THE DISTANT, GAUZY idea of extending Metrorail to Dulles International Airport and beyond just got a lot more real. Virginia Gov. Timothy M. Kaine (D) agreed in principle to hand control of the Dulles Toll Road corridor to the Metropolitan Washington Airports Authority -- and with it the plan to extend Metro's Orange Line by 23 miles from West Falls Church to Tysons Corner, the airport and into Loudoun County. By putting the plan in the hands of the entity most interested in seeing it completed, Mr. Kaine has vastly increased its chances. As for whether that's a fair or good idea, it depends largely on whether you are a daily commuter on the toll road. Because if you are, expect to pay a disproportionate share of the cost.

The airports authority has done its best to assure commuters that the price for using the toll road, now 50 to 75 cents, would rise no faster than the rate of inflation. But don't count on it. The authority would be on the hook for roughly half the nearly $4 billion price tag for rail, plus an additional $360 million in road improvements along the corridor. It would retain the right to fix tolls at the level needed to pay for such a massive commitment. In place of the federal government's paying for half of the project, the airports authority would shift the burden to toll road commuters. No one should be surprised when toll prices jump.

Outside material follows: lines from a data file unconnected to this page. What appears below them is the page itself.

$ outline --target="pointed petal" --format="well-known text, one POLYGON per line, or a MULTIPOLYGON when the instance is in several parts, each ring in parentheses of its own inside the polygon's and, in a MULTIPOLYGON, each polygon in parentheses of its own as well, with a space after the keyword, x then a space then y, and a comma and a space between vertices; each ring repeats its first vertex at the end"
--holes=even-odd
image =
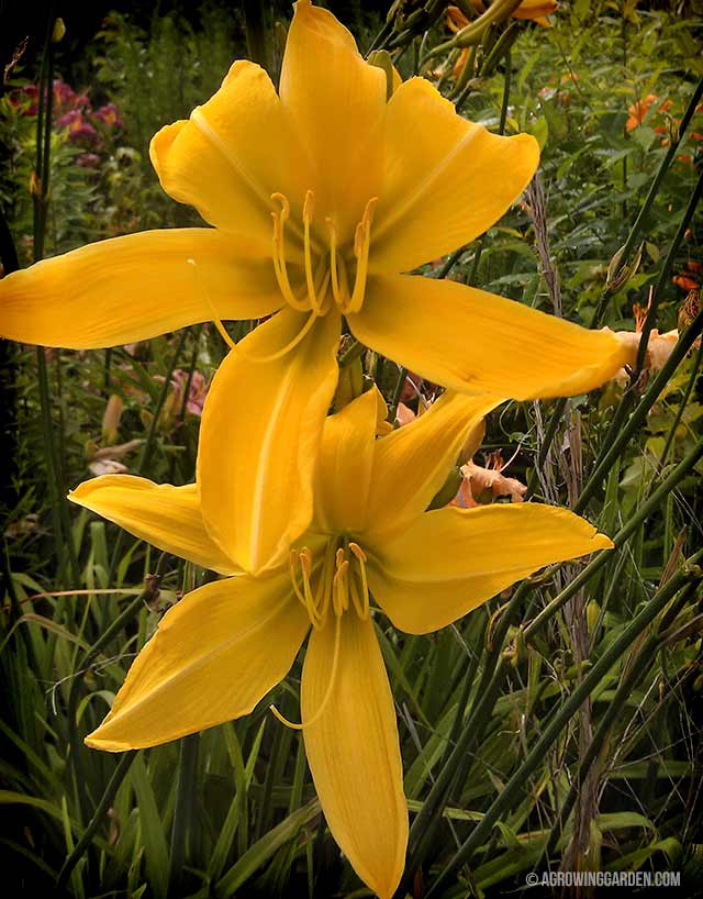
POLYGON ((393 624, 424 634, 545 565, 612 548, 605 534, 555 506, 437 509, 391 541, 369 547, 368 578, 393 624))
POLYGON ((0 280, 0 335, 91 348, 281 304, 274 267, 247 241, 182 227, 143 231, 44 259, 0 280), (192 259, 194 265, 189 262, 192 259))
POLYGON ((298 147, 271 79, 254 63, 238 60, 190 119, 154 136, 149 155, 170 197, 269 253, 271 193, 292 195, 294 201, 310 187, 298 147))
POLYGON ((349 328, 423 378, 516 400, 570 397, 610 380, 627 348, 484 290, 422 277, 375 277, 349 328))
POLYGON ((288 674, 310 621, 288 573, 207 584, 174 606, 130 668, 93 750, 157 746, 248 714, 288 674))
POLYGON ((313 631, 302 678, 305 753, 332 835, 361 880, 393 895, 405 863, 408 807, 393 697, 370 621, 353 612, 313 631), (332 692, 325 711, 305 726, 332 692))
POLYGON ((421 515, 451 467, 478 449, 483 418, 500 402, 488 395, 445 393, 423 415, 377 441, 366 533, 403 529, 421 515))
POLYGON ((79 484, 68 499, 203 568, 222 575, 241 570, 208 534, 194 484, 172 487, 133 475, 102 475, 79 484))
POLYGON ((205 526, 243 568, 260 571, 310 524, 312 478, 337 382, 339 317, 281 310, 220 366, 200 430, 198 484, 205 526))
POLYGON ((378 193, 386 74, 364 62, 331 12, 301 0, 288 32, 280 93, 315 173, 309 185, 315 218, 330 215, 345 243, 378 193))
POLYGON ((316 528, 324 533, 364 526, 379 401, 382 397, 373 386, 325 421, 314 497, 316 528))
POLYGON ((371 270, 410 271, 493 225, 529 184, 539 147, 457 115, 424 78, 393 93, 383 126, 384 171, 371 233, 371 270))

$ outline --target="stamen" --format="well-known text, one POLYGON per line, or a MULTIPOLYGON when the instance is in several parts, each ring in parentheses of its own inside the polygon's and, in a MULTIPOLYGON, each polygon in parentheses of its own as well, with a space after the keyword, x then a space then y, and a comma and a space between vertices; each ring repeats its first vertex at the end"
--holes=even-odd
POLYGON ((347 562, 342 547, 339 547, 336 552, 335 564, 337 570, 332 579, 332 602, 334 613, 336 615, 341 615, 349 608, 349 584, 347 580, 349 563, 347 562))
POLYGON ((286 302, 298 312, 306 312, 309 307, 304 300, 299 300, 293 293, 288 277, 288 265, 286 262, 286 222, 290 217, 290 203, 283 193, 271 193, 271 200, 278 200, 281 204, 280 212, 271 212, 274 219, 274 271, 276 280, 286 302))
POLYGON ((317 295, 315 293, 315 278, 312 270, 312 248, 310 244, 310 225, 312 223, 312 215, 315 206, 315 195, 312 190, 305 193, 305 202, 303 203, 303 245, 305 255, 305 281, 308 284, 308 299, 310 306, 315 314, 320 314, 320 303, 317 302, 317 295))
POLYGON ((278 718, 278 720, 281 722, 281 724, 286 724, 287 728, 291 728, 294 731, 302 731, 305 728, 310 728, 312 724, 314 724, 315 721, 317 721, 321 718, 322 713, 324 712, 324 710, 325 710, 325 708, 327 706, 327 702, 330 701, 330 697, 332 696, 332 689, 334 687, 334 682, 335 682, 335 680, 337 678, 337 667, 338 667, 338 662, 339 662, 339 632, 341 632, 341 630, 342 630, 342 618, 339 615, 337 615, 337 618, 335 619, 335 623, 334 623, 334 652, 333 652, 333 655, 332 655, 332 670, 330 672, 330 682, 327 684, 327 689, 325 691, 325 695, 324 695, 324 698, 323 698, 322 702, 320 703, 320 708, 313 714, 313 717, 310 719, 310 721, 305 721, 304 723, 297 724, 294 721, 289 721, 286 718, 286 715, 281 714, 278 711, 278 709, 276 708, 276 706, 274 706, 274 703, 271 703, 268 707, 270 709, 270 711, 274 712, 276 718, 278 718))
POLYGON ((327 619, 330 611, 330 602, 332 600, 332 582, 334 578, 334 543, 330 541, 325 552, 325 559, 322 564, 322 573, 317 582, 317 592, 315 595, 315 606, 320 611, 320 617, 323 621, 327 619))
POLYGON ((236 344, 232 340, 232 337, 227 334, 227 330, 222 324, 222 321, 217 318, 217 312, 215 310, 214 303, 212 302, 212 297, 208 292, 208 288, 205 287, 205 285, 203 282, 203 279, 202 279, 202 277, 200 275, 200 270, 199 270, 198 266, 196 265, 196 260, 194 259, 187 259, 187 262, 188 262, 188 265, 192 265, 192 267, 193 267, 193 275, 196 277, 196 281, 198 282, 198 287, 200 288, 200 291, 201 291, 201 293, 203 295, 203 297, 205 299, 205 303, 208 306, 208 309, 210 310, 210 317, 211 317, 212 321, 214 322, 215 328, 220 332, 220 336, 227 344, 230 349, 235 349, 236 344))
POLYGON ((371 244, 371 222, 373 210, 378 197, 371 197, 366 204, 361 221, 356 226, 354 234, 354 255, 356 256, 356 277, 354 279, 354 292, 352 298, 343 309, 344 313, 358 312, 364 306, 364 295, 366 292, 366 279, 369 268, 369 246, 371 244))
POLYGON ((293 585, 293 591, 297 598, 302 602, 302 604, 308 608, 308 603, 305 602, 305 597, 303 596, 302 590, 300 589, 300 585, 298 584, 298 573, 295 570, 295 565, 300 558, 300 553, 298 550, 291 550, 290 556, 288 561, 288 567, 290 568, 290 579, 291 584, 293 585))
POLYGON ((337 306, 342 306, 342 290, 339 288, 339 273, 337 271, 337 229, 334 222, 327 215, 325 219, 327 227, 330 229, 330 274, 332 282, 332 293, 337 306))
MULTIPOLYGON (((357 591, 355 590, 352 593, 352 599, 355 600, 355 608, 358 617, 361 621, 368 621, 370 615, 370 597, 369 597, 369 582, 366 576, 366 563, 367 556, 364 550, 359 546, 358 543, 349 543, 349 550, 356 556, 357 562, 359 563, 359 573, 361 575, 361 596, 357 596, 357 591), (357 603, 356 600, 359 600, 357 603)), ((355 585, 356 586, 356 585, 355 585)))

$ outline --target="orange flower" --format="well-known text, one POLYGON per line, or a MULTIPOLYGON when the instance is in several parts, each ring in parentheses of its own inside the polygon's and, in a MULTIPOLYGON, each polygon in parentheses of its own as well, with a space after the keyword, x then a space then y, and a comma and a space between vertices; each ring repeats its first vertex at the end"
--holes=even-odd
POLYGON ((466 465, 461 466, 464 480, 459 492, 449 506, 472 509, 475 506, 491 502, 498 497, 510 497, 511 502, 523 502, 527 487, 517 478, 506 478, 505 475, 502 475, 501 470, 505 467, 500 449, 489 453, 486 467, 476 465, 473 459, 469 459, 466 465))
POLYGON ((688 275, 674 275, 671 280, 677 287, 680 287, 681 290, 695 290, 699 287, 699 282, 693 280, 693 278, 689 278, 688 275))
MULTIPOLYGON (((658 97, 656 93, 649 93, 647 97, 645 97, 644 100, 637 100, 637 102, 633 103, 632 107, 627 107, 627 112, 629 112, 629 119, 627 120, 627 122, 625 122, 625 127, 627 129, 627 131, 633 131, 634 129, 639 127, 639 125, 643 124, 643 122, 645 121, 645 116, 649 112, 649 107, 652 103, 656 103, 658 97)), ((665 103, 669 103, 669 101, 666 100, 665 103)), ((671 103, 669 103, 669 106, 671 106, 671 103)), ((667 107, 667 109, 669 107, 667 107)), ((661 110, 661 107, 659 109, 661 110)))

Also of concern is how well the authority would manage Metrorail's extension through Tysons Corner, which has become one of the East Coast's largest concentrations of office space and this region's second downtown. Metrorail's promise for Tysons is not only transit; the goal is to help knit that jumble of office parks, shopping centers and highways into something resembling a collection of walkable city neighborhoods. But success at Tysons may not be the authority's priority.

Unsurprisingly, all this makes some Northern Virginia politicians nervous. They want a mechanism by which people could object to toll increases. The airports authority promises "transparency," by which it seems to mean briefing local officials and holding a hearing or two before raising rates. But since the authority's 13-member governing board is appointed, it needn't worry about the wrath of voters; in fact, it would not be strictly accountable (although five of the 13 are Northern Virginians appointed by the governor). So local officials are threatening to block the 25 percent portion of the rail link that would be funded by a special local tax district.

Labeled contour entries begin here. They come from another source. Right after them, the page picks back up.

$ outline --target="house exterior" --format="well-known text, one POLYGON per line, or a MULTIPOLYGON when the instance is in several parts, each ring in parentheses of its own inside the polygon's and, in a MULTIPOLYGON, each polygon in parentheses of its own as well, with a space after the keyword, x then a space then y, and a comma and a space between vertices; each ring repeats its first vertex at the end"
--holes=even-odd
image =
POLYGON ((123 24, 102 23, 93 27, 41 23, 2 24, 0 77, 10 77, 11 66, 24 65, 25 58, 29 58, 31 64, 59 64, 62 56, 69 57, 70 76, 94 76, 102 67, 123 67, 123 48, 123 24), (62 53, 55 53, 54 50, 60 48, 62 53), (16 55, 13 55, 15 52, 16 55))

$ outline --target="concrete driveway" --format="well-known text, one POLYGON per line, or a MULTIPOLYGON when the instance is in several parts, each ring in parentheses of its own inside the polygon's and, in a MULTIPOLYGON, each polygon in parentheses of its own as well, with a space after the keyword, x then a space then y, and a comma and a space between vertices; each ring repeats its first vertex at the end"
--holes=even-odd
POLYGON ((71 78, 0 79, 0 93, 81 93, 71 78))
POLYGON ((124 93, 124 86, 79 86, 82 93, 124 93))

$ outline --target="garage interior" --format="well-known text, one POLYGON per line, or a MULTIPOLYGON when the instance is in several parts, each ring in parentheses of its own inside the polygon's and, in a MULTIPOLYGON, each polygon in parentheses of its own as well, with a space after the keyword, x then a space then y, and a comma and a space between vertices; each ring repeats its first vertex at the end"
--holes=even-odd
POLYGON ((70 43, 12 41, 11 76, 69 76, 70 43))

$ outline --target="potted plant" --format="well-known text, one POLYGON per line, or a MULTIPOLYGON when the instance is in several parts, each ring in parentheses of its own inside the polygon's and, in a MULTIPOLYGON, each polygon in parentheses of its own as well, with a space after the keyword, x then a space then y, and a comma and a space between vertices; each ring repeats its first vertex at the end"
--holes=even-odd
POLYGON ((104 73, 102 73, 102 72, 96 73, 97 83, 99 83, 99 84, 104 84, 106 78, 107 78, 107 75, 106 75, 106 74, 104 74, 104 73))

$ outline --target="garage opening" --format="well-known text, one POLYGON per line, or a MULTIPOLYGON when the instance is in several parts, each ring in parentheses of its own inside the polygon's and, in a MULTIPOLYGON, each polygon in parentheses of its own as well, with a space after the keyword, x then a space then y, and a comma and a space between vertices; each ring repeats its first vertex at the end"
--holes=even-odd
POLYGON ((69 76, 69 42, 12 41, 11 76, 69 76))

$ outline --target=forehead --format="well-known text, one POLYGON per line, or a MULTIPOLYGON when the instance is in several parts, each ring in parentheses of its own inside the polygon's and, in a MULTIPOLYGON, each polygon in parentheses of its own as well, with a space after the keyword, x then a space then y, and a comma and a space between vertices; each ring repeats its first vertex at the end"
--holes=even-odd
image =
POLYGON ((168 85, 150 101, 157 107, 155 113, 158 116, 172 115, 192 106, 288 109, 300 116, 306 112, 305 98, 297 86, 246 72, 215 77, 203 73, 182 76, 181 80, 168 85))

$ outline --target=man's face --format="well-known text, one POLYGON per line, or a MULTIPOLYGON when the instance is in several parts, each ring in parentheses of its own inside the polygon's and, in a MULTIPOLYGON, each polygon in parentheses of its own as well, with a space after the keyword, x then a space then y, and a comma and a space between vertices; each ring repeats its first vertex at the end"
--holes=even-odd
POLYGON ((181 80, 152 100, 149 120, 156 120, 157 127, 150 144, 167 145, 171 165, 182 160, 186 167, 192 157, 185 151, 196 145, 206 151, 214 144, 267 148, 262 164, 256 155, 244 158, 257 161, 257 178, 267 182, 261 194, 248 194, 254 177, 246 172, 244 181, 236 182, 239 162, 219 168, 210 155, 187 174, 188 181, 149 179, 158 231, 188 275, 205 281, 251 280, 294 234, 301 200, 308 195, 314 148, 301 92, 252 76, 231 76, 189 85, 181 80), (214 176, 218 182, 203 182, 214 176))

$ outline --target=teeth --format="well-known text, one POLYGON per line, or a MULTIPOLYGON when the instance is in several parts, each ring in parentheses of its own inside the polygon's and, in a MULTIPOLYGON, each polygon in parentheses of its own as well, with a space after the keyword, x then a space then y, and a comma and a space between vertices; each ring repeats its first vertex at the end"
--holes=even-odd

Despite all those problems, other options for extending Metrorail along the toll road are probably worse. Competing private proposals to lease the toll road from the state, while arguably fairer, offered no guarantee the rail project would ever be finished -- or even that the money paid to the state would be returned to Northern Virginia. Those proposals relied heavily on federal funding, which might not have materialized, and the good will of lawmakers in Richmond, who are not known for their generosity to Northern Virginia.

In essence, the state has opted to increase the chances of construction at the expense of fairer burden-sharing. That approach may be imperfect, but in the real world it is probably better than the others.